For a brief moment, it seemed that things were getting better. June was a good month for banks' sales and trading businesses. When JPMorgan presented its second quarter results last month, CFO Marianne Lake said activity seemed to be coming back for a few weeks in June, but that the increase in activity "hadn't increased into July so far."
July is now over. And as banks review the full month, it's becoming apparent that July wasn't very good at all. Earlier this week, Trushar Morzaria - Barclays CFO - said that July was possibly the worst month of the year for Barclays investment bank. Now Deutsche Bank's banking analysts are sounding a cautious alarm.
In a note released today, they point out that July is always a weak month in banking, but that July 2014 seems to have been weaker than usual. Fixed income currencies and commodities (FICC) revenues seem to have suffered particularly. Primary issuance of asset backed and mortgage backed securities were down 19% and 42% year-on-year respectively, says Deutsche. High yield and investment grade issuance were both down 14%. FX and rates volatility declined - again. The signals are not good.
Even equities businesses aren't doing as well as they might be. Deutsche points out that although IPOs were up 115% in July 2014 versus July 2013, the comparators are favourable. - July 2013 was a weak month, so it's to be expected that July 2014 will be strong in comparison. More worryingly, Deutsche points out that the ECM pipeline has declined 26% over the past two months, which it says will "bear watching."
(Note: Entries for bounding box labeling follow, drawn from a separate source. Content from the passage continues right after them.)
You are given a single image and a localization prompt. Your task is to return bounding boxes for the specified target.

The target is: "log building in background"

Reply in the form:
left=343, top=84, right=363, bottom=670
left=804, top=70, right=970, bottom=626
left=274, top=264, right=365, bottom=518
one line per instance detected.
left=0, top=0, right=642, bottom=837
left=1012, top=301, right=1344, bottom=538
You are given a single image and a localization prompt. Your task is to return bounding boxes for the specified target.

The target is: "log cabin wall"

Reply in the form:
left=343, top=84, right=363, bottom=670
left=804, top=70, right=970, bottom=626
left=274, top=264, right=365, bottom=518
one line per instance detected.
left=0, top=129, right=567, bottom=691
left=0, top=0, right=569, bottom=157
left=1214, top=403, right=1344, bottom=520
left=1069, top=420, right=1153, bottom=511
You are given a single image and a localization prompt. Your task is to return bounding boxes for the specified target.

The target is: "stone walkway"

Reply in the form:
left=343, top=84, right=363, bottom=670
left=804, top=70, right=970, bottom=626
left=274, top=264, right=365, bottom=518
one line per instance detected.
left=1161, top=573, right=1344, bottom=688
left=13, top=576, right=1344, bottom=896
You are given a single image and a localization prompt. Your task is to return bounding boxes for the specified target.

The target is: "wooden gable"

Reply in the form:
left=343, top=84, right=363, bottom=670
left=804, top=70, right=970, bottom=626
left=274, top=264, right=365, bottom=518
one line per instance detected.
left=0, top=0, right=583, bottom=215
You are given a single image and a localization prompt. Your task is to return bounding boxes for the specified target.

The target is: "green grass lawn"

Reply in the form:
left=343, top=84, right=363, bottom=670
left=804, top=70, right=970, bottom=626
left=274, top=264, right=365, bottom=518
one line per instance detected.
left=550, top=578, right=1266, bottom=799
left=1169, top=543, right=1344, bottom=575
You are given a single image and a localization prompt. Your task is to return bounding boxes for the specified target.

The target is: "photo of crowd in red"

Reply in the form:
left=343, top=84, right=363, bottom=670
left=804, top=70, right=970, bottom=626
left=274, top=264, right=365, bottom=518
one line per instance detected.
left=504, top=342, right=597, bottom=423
Where does this leave banking jobs? In particular, where does it leave banking jobs in firms (like Deutsche Bank) which have resisted serious cost cutting and redundancies in the hope that revenues will bounce back? Deutsche's analysts say it's too early to say. "A weak month or two will often be followed by strong catch-up month... We can't read too much into Q3 activity levels," they say.
FICC bankers especially need to hope they're right. With luck, July was an anomaly.